Tim Judah of the Economist has a good rundown of the events so far, including some surreal cameos from a nude, sunbathing judge and a heartbroken Olympics mascot. Some of the more organized protesters have begun referring to themselves as a movement called UDAR—an intentional evocation of the party led by boxer-turned-opposition leader Vitali Klitshko in Ukraine.

That Bosnians are angry is understandable: Overall unemployment hovers between 27 and 40 percent depending on whether you count the black market, and it’s about 70 percent for young people. But does all of this have anything to do with the country’s long-standing ethnic divisions?

Yes and no. The country is divided into the predominantly Bosniak and Croat Federation of Bosnia and Herzegovina and the predominantly Serb Republika Srpska. So far the vast majority of the protests have been in the federation, but nationalist rhetoric has been minimal so far.

On the other hand, the political paralysis that led to the current crisis is certainly related to the compromise that ended the war.
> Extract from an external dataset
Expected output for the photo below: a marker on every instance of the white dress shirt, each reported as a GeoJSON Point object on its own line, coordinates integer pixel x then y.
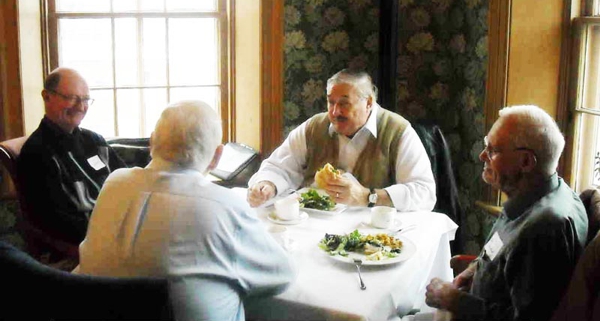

The Dayton Accords, which ended the war in 1995, were designed to divide power among the Bosniaks, Croats, and Serbs. In practice, as a 2011 Reuters feature put it, the deal “split the country into two autonomous, ethnically based regions so decentralised and unwieldy that Bosnia barely functions at the state level”:

Its administration is bloated, its institutions fragmented and its politics polarised along ethnic lines. The European Commission described the overlapping bureaucracy as a "hyperinflation of competencies" in its October report on Bosnia's halting progress towards EU membership.
While the Bosnian Muslims want to streamline and integrate the state, the Bosnian Serbs are fiercely protective of the autonomy they enjoy as enshrined in the Dayton peace deal.

This was very much on display in 2010 and 2011 when it took the country’s leaders 15 months after an election for form a government.

Things have only gotten worse as the country has sought to get its regulations up to European Union membership, with long-running turf battles between the national government and the entities over who is responsible for what. After neighboring Croatia joined the EU last year, Bosnian farmers found themselves cut off from their largest customers due to disputes over who was responsible for getting the country's agricultural regulations up to code.  

Then there’s the country’s constitution, which guarantees that “the three-member presidency and the parliamentary House of Peoples, be equally divided among Bosniaks, Croats and Serbs” and was successfully challenged by Jewish and Roma plaintiffs in the European Court of Human Rights in 2009 on the grounds that it excluded them.

The Dayton Accords may have been the best deal available at the time, and negotiators including the late U.S. diplomat Richard Holbrooke certainly deserve credit for helping to end the bloodshed. But in the name of stopping the fighting, the agreement put off questions of how the cobbled-together nation was supposed to function as a state. Twenty years later those chickens seem to be coming home to roost.